A pesar de todas esas teorías que largamente habían sido la práctica cotidiana, él sentía que había encontrado una fisura en los presupuestos sobre los que asentaban sus vidas. Un resquicio por el que quizá un débil rayo de luz pudiese colarse en sus insulsas existencias. Porque desde que aquel día bajase al sótano del museo, ya nada era suficiente para él. Desde que hubiese descubierto la sorprendente verdad, él deseaba. Era aún un sentimiento tibio, pero decisivo y maravilloso, pues demostraba que aún había espacio para la esperanza. Sin lugar a dudas ambicionaba tener un alma. Y la simple necesidad de albergar sentimientos significaba ya de por sí la existencia –aunque incipiente– de los mismos.
Se retiró al desierto, fuera del Perímetro de Seguridad. Allí aprovechó una gruta natural para establecer su laboratorio. Había tenido toda la vida para acostumbrarse a la austeridad. Además en ese viaje no necesitaría siquiera la colaboración de la Informática. Este trayecto tenía que hacerlo solo, sin la ayuda de nadie. Se trataba de un proceloso viaje hacia su interior. Una aventura en la que ningún miembro de la humanidad se había embarcado en miles de años.
Allí analizo escrupulosamente cada pequeño simulacro de pasión que le parecía advertir en sí mismo. Pacientemente esperó que el menor signo de emoción hiciese acto de presencia para poder capturarlo y estudiarlo delicadamente como haría un entomólogo aplicado con una rara mariposa. Se propuso incluso buscar estímulos para sus sentimientos dormidos –pues se negaba a aceptar que estuviesen irremediablemente muertos–. Y finalmente, empezó a notar que la satisfacción que le proporcionaban las puestas de sol era un puente hacia una parte de sí mismo que nada tenía que ver con su plano intelectual.
A partir de algunos viejos estudios sobre la estructura del cerebro dedujo que, igual que la evolución fue añadiendo estratos al primitivo cerebro reptil hasta convertirlo en un cerebro humano como se entendía antiguamente, haciendo de él una suerte de cebolla que escondía en su núcleo las más primitivas respuestas de la especie, también la evolución que había convertido a los viejos seres humanos en los nuevos debía de haber tenido los mismos efectos. Por tanto, aquel viejo cerebro humano lleno de pasiones generadas por el sistema límbico tenía que seguir existiendo enterrado en alguna parte bajo los estratos más jóvenes, los absolutamente insensibles.

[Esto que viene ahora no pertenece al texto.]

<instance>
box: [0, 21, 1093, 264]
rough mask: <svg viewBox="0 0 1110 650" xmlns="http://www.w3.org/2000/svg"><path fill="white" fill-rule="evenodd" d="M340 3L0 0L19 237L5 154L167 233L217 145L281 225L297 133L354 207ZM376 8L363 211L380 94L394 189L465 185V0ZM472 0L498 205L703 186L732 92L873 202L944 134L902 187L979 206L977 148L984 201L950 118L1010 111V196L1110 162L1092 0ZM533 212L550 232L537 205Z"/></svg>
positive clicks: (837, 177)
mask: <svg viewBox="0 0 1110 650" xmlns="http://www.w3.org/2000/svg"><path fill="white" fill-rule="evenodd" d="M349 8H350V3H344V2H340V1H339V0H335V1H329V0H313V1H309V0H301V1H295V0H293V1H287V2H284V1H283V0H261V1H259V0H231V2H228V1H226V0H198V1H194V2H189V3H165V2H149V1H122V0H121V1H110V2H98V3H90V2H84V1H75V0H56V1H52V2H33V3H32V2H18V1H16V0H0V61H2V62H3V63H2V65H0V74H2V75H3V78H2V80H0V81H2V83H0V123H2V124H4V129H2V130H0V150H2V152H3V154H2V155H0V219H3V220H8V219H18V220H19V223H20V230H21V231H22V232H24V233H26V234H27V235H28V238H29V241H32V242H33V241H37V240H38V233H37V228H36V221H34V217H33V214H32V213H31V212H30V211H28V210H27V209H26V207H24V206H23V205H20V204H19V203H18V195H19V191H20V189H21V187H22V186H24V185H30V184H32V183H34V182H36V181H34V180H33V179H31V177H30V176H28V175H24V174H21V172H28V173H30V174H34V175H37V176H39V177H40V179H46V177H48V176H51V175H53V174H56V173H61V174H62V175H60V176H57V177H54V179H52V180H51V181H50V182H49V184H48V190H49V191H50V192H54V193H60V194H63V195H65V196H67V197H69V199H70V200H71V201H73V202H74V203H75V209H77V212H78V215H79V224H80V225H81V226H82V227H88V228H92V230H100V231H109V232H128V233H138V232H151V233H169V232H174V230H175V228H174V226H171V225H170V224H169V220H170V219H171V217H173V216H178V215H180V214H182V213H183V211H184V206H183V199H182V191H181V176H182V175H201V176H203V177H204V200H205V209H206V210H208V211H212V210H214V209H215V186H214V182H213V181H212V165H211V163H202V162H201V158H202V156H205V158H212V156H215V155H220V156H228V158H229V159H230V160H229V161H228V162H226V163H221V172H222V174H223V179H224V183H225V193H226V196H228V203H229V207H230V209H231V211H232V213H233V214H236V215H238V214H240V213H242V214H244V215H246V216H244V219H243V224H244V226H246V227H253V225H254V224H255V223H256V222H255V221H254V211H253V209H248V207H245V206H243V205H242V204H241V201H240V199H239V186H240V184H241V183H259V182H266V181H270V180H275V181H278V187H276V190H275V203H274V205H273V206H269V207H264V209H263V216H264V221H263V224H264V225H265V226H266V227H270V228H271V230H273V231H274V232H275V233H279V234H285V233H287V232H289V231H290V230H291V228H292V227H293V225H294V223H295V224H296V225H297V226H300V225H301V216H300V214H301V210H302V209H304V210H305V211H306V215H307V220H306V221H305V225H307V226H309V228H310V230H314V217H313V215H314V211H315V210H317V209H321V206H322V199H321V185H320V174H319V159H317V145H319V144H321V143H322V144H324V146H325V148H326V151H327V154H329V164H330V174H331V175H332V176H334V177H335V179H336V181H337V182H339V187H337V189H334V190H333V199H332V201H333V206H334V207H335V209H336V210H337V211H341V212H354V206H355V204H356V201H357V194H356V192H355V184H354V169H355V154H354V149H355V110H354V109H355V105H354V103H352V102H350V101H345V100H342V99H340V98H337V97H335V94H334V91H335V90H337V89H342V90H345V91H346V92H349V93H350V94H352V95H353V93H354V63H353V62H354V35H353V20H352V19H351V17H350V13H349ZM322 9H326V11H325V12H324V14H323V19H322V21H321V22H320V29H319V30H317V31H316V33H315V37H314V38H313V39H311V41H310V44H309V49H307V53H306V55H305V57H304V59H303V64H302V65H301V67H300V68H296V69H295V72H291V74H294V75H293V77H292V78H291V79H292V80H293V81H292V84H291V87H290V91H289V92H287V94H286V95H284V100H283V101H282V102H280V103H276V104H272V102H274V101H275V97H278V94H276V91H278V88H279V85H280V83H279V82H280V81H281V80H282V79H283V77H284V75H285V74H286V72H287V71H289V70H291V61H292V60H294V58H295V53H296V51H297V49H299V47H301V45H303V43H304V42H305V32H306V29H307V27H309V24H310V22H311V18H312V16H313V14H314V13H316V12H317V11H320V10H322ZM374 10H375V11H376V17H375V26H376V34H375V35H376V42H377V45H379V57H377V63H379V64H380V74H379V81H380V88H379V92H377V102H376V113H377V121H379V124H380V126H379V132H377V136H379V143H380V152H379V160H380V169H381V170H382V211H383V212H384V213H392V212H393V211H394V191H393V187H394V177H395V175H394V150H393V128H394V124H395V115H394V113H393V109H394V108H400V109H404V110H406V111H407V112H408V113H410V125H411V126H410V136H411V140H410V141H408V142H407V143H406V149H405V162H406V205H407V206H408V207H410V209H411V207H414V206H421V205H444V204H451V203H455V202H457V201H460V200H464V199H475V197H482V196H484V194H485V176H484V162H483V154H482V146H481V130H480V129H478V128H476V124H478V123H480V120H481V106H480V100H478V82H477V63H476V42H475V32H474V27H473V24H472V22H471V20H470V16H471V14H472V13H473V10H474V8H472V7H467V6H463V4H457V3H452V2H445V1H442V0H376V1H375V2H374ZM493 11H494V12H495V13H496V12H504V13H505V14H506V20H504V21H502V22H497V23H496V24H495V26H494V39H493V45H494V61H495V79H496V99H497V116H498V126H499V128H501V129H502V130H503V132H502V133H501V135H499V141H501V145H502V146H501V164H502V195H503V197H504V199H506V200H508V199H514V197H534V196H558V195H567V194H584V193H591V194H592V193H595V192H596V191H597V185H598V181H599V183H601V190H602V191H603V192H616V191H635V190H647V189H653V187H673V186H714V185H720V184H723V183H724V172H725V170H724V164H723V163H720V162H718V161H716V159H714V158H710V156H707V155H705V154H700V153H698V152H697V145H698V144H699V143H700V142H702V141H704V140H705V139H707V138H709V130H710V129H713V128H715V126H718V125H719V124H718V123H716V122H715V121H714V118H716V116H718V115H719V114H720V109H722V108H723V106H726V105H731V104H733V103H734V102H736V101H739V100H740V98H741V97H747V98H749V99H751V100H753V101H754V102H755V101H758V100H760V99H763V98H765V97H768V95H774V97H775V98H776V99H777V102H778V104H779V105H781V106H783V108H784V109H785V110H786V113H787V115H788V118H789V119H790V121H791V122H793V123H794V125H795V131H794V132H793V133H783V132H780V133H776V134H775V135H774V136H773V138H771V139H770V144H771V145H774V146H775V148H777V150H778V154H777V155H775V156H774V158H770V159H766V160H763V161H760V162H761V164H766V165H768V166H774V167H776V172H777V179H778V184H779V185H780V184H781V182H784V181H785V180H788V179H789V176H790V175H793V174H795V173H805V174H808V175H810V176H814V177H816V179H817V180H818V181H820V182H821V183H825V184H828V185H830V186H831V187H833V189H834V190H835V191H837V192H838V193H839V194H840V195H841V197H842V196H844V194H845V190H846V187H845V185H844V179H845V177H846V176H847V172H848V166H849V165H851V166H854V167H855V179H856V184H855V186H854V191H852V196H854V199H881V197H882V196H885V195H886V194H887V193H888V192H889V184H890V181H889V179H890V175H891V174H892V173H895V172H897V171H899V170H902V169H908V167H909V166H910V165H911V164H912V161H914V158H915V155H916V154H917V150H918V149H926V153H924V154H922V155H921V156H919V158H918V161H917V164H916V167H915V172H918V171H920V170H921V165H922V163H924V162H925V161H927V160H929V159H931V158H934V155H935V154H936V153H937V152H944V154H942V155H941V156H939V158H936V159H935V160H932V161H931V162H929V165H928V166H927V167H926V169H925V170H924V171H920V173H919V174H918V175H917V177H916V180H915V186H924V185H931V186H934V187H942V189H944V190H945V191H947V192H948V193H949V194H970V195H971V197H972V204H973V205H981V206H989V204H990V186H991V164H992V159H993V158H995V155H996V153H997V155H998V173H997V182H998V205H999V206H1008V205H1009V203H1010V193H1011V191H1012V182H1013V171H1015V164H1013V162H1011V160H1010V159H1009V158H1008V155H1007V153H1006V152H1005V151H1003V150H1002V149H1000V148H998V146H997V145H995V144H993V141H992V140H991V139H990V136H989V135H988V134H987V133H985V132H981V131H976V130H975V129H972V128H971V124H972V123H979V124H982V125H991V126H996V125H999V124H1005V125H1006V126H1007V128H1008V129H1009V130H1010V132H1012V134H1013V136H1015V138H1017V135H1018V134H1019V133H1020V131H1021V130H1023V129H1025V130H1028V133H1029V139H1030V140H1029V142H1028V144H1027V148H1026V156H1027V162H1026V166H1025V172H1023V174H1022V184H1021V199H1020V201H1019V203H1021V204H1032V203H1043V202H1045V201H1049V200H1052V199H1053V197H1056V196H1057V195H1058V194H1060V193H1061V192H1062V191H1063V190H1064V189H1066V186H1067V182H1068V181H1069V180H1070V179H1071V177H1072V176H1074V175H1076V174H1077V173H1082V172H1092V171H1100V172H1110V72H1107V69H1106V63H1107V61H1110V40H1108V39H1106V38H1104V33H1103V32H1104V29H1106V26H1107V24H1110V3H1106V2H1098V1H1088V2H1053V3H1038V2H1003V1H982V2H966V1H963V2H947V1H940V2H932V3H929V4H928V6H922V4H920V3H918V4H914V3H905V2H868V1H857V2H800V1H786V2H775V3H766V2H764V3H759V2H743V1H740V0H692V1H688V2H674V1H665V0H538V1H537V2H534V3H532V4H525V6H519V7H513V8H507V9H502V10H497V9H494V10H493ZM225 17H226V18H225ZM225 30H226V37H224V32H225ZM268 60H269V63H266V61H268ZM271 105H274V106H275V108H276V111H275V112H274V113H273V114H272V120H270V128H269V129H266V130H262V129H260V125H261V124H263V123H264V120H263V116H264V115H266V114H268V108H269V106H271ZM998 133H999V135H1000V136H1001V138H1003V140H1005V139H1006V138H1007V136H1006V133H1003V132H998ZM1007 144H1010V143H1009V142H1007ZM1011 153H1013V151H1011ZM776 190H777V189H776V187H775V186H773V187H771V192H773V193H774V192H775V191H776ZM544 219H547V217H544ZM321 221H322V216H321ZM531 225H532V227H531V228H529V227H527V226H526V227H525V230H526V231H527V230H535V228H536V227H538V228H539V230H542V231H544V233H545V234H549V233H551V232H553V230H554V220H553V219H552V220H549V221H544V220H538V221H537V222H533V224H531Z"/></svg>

Ahora les quedaba la ardua tarea de desandar el camino andado. Quién sabe cuántos milenios serían necesarios para devolver a la vida al yo dormido. Quién sabe si los individuos dotados de emotividad lograrían sobrevivir. Difícilmente la selección natural los consideraría los miembros más aptos de la especie. Aparentemente tenían todas las de perder. Pero ¿quién sabe? La evolución abre siempre nuevas vías, muchas de las cuales parecen a primera vista improbables. Tendría que echar mano de sus incipientes sentimientos. Tendría que esperar y confiar. Confiar en que, un día, el hombre volviese a ser humano.